Does anyone here know the formula for calculating foot pounds of energy for a load? I know it involves the velocity and bullet weight.
Velocity Squared X Bullet weight/ Divided by 450240
Example.
1200 x 1200 x 150 / 450240=
360000/450240=
479.74 ft lbs
Henry, While this isn’t an answer to your question......here’s a link to a very informative website. It gives much info/inside into ft/pounds energy, momentum, Taylor KO values, ect. It may cause you to question what we’ve been led to believe most of our lives! memtb
memtb
If you would be so kind, I would not mind seeing that link myself!
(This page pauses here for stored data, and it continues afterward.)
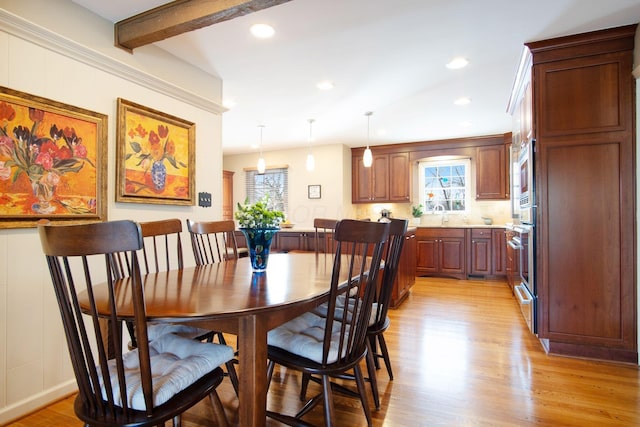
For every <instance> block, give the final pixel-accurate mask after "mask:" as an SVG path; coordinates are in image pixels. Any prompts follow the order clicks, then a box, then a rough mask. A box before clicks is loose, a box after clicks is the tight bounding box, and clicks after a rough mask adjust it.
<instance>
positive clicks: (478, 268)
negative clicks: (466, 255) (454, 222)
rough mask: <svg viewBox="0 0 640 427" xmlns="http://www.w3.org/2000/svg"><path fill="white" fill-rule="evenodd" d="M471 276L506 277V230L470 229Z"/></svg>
mask: <svg viewBox="0 0 640 427" xmlns="http://www.w3.org/2000/svg"><path fill="white" fill-rule="evenodd" d="M467 260H468V267H467V268H468V270H467V271H468V273H469V276H478V277H501V276H505V275H506V267H505V264H506V248H505V230H504V228H471V229H469V254H468V256H467Z"/></svg>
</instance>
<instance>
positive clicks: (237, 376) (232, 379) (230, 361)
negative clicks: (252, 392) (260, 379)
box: [225, 360, 238, 396]
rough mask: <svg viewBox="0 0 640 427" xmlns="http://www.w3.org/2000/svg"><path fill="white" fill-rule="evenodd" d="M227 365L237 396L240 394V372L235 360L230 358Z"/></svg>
mask: <svg viewBox="0 0 640 427" xmlns="http://www.w3.org/2000/svg"><path fill="white" fill-rule="evenodd" d="M225 366H226V367H227V375H229V380H231V385H233V390H234V391H235V392H236V396H238V373H237V372H236V367H235V361H234V360H229V361H228V362H227V363H225Z"/></svg>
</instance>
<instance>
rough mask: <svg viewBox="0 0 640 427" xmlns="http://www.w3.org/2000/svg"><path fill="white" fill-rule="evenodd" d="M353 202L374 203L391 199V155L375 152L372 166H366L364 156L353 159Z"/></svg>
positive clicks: (373, 156)
mask: <svg viewBox="0 0 640 427" xmlns="http://www.w3.org/2000/svg"><path fill="white" fill-rule="evenodd" d="M352 180H353V182H352V202H353V203H373V202H384V201H388V199H389V156H388V155H387V154H374V155H373V163H372V164H371V167H368V168H367V167H365V166H364V164H363V162H362V156H354V157H353V160H352Z"/></svg>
Sorry! Damn, I must be getting old.....I thought that I had provided the link!
I’ll try again! memtb
http://rathcoombe.net/sci-tech/ballistics/wounding.html
Thanks for the link, memtb.
The "Power Factor" used for Single Action / Cowboy shoots is flawed, but it provides a yard stick kind of standard that is VERY easy to calculate.
Bullet wt in grains X velocity in fps divided by 1000 such as the old .38 Special LEO load of 158 X 850 = 134.3 PF
1,000
The SASS knock-down targets are configured to fall at that level of power. I think the IPSC Power Factor is calculated the same way, with Major and Minor categories.
These formulas are just crunching numbers, not related to real life effectiveness, but I remember seeing the Colorado hunting regulations at one time specififying that 1000 foot-pounds ...or is it properly pounds-feet?...of Kinetic Energy is the minimum for hunting big game. I found a handy table for calculating KE in one of my older Speer books.